Have we finally found a longtime regime insider who has morphed into that rarest of species, an Iranian moderate who can repair his country's tortured relationship with the West? It's not yet clear.
That is certainly the message Rouhani was at pains to sell at the United Nations and on every stop on his tireless charm offensive last month. Garbed in black robes and white turban, he relentlessly repeated the word “moderation” to diplomats, U.S. publishers and business executives and think tankers and journalists.
Yet Iranian professions of “moderation” tell us little until we see how that term is translated into behavior.
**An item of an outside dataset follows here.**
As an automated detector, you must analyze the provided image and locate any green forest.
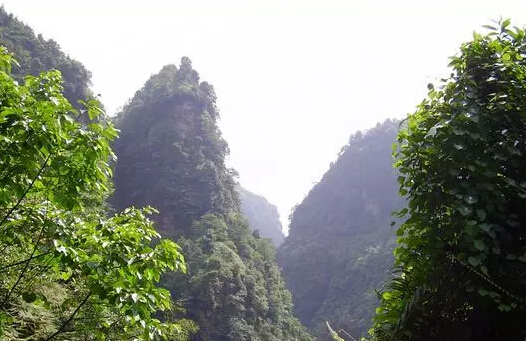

The question is not whether Rouhani is an “Iranian moderate.” It's whether domestic and international concerns have convinced the president, and Iran's supreme leader, Ayatollah Ali Khamenei, that Tehran must behave more pragmatically in order to survive and thrive.
Clearly, the Iranian leader recognizes that his country's youthful population is impatient with harsh restrictions imposed during the Ahmadinejad era. He knows he was elected by a youth vote, which exploded into protest after 2009 elections were fixed. He also knows that Iran's economy will remain crippled under onerous international and U.S. sanctions until it can resolve global suspicions that it is building a nuclear-weapons capacity.
But there is no way he can satisfy his public's aspirations so long as sanctions choke Iran's oil revenue and economic growth.
Yet sanctions won't disappear unless and until the regime drops its past determination to retain the ethos, and behavior patterns, of the Iranian revolution, which have kept Iran isolated from much of the world. Yet, when it comes to Iran's behavior in the region, Rouhani's pledges of pragmatism ring hollow.
True, there is an improvement over Ahmadinejad's anti-Israel bombast and Holocaust denial. But when Rouhani says Iran wants to “discard extremism in relations with other states,” one can only sigh.
So long as Tehran arms the Bashar al-Assad regime, so long as it sends Iranian Revolutionary Guard fighters and Lebanese Hezbollah proxies to fuel Syria's sectarian slaughter, Iran will be viewed as an outlier by most Mideast Arabs.
So long as the regime views the region and the world primarily through the prism of its Shiite history and religion, it will create suspicion about its aims.
Trudy Rubin is a columnist for The Philadelphia Inquirer.